Czarna200 piszesz troszkę niejasno. Rozumiem, że nie sypiacie ze sobą, a on próbuje przekroczyć granicę, gdy jesteś pijana? Wtedy jesteście oboje pijani? Ja bym mu nie ufała. A już na pewno nie piłabym w jego towarzystwie, skoro on się tak zachowuje.
to jest akt seksualny w momencie nieświadomości drugiej osoby. Hm to zalatuję zgłoszeniem sprawy na policję:))
Nie ma sensu.
ktoś napisał, aby nie pić w jego towarzystwie, ale to dla mnie chore:)
Dlaczego? Bardzo dobry sposob, by uchronic sie przed ewentualnym gwaltem...
Przepraszam jeśli wybrałam złą kategorie . Nie chce uprawiać sexu z chłopakiem ale wiem że on tego chce , nie może mnie do tego zmusic ale czasami robi cos czego ja nie chce , czasami chodzę na imprezy , nie czesto ale gdy wypije więcej , on robi wszystko zebym sie z nim przespała a ja wtedy nie wiem co robie , wykorzystuje to że jestem pijana , nie chce tego , chyba temu mam do niego odraze i nie potrafie z nim spać skoro on robi coś czego ja nie chce , Nie wiem co zrobić , mówiłam mu o tym ale on pyta dlaczego , nie zawsze musi być jakiś powód , po prostu nie chce sie spieszyć . On tego nie rozumie . Czy taki związek ma sens ?

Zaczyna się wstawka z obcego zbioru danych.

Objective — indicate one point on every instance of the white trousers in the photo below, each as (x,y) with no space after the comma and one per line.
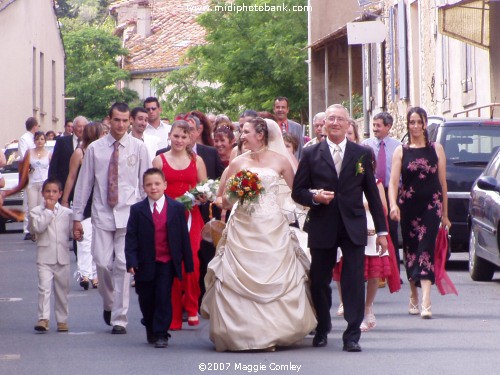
(32,197)
(85,263)
(59,276)
(108,250)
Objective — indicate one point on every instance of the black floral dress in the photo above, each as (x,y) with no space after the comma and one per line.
(420,201)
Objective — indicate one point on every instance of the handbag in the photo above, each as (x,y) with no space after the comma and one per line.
(212,230)
(443,281)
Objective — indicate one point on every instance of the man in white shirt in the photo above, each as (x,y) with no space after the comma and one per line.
(113,167)
(27,141)
(139,121)
(155,126)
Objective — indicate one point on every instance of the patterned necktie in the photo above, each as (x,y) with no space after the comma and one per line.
(337,159)
(381,163)
(113,176)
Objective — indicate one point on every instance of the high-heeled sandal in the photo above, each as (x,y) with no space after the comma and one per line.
(426,312)
(413,308)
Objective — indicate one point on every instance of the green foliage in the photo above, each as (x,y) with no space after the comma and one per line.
(250,58)
(92,70)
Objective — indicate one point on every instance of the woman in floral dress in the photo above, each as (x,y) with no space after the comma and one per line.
(423,202)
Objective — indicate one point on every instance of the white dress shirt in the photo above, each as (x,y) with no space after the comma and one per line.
(133,162)
(162,132)
(159,204)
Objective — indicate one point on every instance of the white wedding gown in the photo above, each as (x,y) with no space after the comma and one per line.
(257,284)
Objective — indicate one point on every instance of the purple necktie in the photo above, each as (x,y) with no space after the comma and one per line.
(113,176)
(381,163)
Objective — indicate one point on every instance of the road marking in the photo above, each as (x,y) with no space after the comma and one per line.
(9,357)
(5,299)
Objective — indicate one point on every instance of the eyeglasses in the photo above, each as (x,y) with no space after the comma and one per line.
(336,118)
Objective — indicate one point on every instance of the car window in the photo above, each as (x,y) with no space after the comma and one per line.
(471,143)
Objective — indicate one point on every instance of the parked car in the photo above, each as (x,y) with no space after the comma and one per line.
(10,172)
(484,215)
(468,145)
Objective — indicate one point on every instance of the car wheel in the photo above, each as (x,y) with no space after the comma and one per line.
(479,268)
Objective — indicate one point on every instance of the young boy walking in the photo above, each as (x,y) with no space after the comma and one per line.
(51,223)
(156,244)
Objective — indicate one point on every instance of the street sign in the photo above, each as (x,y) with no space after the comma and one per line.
(366,32)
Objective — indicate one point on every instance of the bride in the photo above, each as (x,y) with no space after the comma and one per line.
(257,284)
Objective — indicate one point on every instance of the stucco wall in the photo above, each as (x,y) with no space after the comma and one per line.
(25,25)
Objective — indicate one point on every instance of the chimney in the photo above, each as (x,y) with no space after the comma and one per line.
(144,19)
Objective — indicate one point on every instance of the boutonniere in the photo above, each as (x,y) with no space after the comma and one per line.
(359,166)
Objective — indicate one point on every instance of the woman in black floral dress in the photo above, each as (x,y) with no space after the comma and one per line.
(423,200)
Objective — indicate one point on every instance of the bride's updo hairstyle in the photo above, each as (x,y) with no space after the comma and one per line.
(260,126)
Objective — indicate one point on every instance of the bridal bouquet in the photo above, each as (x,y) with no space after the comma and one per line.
(208,189)
(244,186)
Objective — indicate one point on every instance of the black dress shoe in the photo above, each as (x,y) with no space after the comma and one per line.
(320,340)
(107,317)
(118,330)
(162,342)
(351,346)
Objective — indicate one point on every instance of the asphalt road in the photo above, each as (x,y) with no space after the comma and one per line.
(462,338)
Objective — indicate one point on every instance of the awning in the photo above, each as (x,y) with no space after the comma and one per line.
(467,21)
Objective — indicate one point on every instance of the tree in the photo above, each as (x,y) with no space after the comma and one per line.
(92,70)
(250,57)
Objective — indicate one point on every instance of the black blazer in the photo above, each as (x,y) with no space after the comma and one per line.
(317,171)
(140,250)
(210,157)
(59,163)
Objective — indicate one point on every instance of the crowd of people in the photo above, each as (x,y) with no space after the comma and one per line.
(114,191)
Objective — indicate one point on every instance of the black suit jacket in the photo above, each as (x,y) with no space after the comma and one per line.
(59,163)
(317,171)
(214,167)
(140,251)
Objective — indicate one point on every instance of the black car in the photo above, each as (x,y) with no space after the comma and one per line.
(484,215)
(469,145)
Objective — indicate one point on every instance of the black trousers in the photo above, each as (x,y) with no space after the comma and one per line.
(155,299)
(352,283)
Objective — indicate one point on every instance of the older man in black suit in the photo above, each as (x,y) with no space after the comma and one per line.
(331,178)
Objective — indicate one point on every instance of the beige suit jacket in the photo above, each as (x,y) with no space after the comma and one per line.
(52,231)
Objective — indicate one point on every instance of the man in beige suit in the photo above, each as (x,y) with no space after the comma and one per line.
(51,224)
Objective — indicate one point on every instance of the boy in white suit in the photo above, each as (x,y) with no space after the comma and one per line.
(52,225)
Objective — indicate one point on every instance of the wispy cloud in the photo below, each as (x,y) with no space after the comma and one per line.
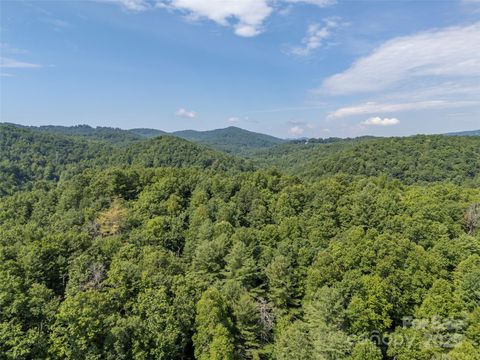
(233,120)
(445,53)
(378,121)
(188,114)
(131,5)
(296,130)
(246,17)
(315,37)
(8,63)
(374,108)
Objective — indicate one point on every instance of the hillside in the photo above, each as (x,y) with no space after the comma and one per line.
(231,139)
(143,251)
(147,133)
(410,159)
(114,135)
(465,133)
(28,156)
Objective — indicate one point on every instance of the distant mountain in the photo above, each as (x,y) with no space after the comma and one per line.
(114,135)
(231,139)
(148,133)
(465,133)
(421,158)
(28,155)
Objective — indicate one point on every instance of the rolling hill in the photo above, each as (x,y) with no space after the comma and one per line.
(231,139)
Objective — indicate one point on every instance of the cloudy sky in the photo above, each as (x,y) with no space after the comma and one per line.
(290,68)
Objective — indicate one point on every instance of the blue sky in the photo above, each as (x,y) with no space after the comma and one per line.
(288,68)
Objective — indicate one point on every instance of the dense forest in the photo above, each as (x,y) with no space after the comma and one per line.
(159,248)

Po prostu nie pij. Juz na tym etapie dokonujesz swiadomego wyboru sytuacji, ktora zaistnieje pozniej. Natomiast co do alkoholu to widac ze zle dziala na obydwu z was. Akohol to uzywka, ktora zmienia postrzeganie, obniza prob moralny roznych dzialan, czesto dochodzi do utraty swiadomosci. I ten wybor. Jesli np. cos robimy, gdzies chodzimy, cos ogladamy, to rodzi to juz okreslone skutki na etapie wyboru i po tym. Nie mozna np. ogladajac porno nie byc podnieconym i nie dazyc potem do seksu. A wiec np. swiadomy wybor abstynecji seksulanej z koniecznosci (okreslony okres cyklu, choroba, inne wybory) wyklucza olgadanie porno i wprowadzanie w ten sposob czynnika sklaniajacego do wspolzycia. Czy prowadzenie glodowki i nekanie sie zapachami i obrazami jedzenia. Tak samo z sytuacjami molestowania, checi zrobienia czegos. Nalezy unikac czy to imprez czy alkoholu. W kwestii zdrady rozmow, flirtow, korespondencji, spotkan z plcia przeciwna, itp. Ten mechanizm dotyczy wszystkich dziedzin zycia. Co tu jest nie do zrozumienia?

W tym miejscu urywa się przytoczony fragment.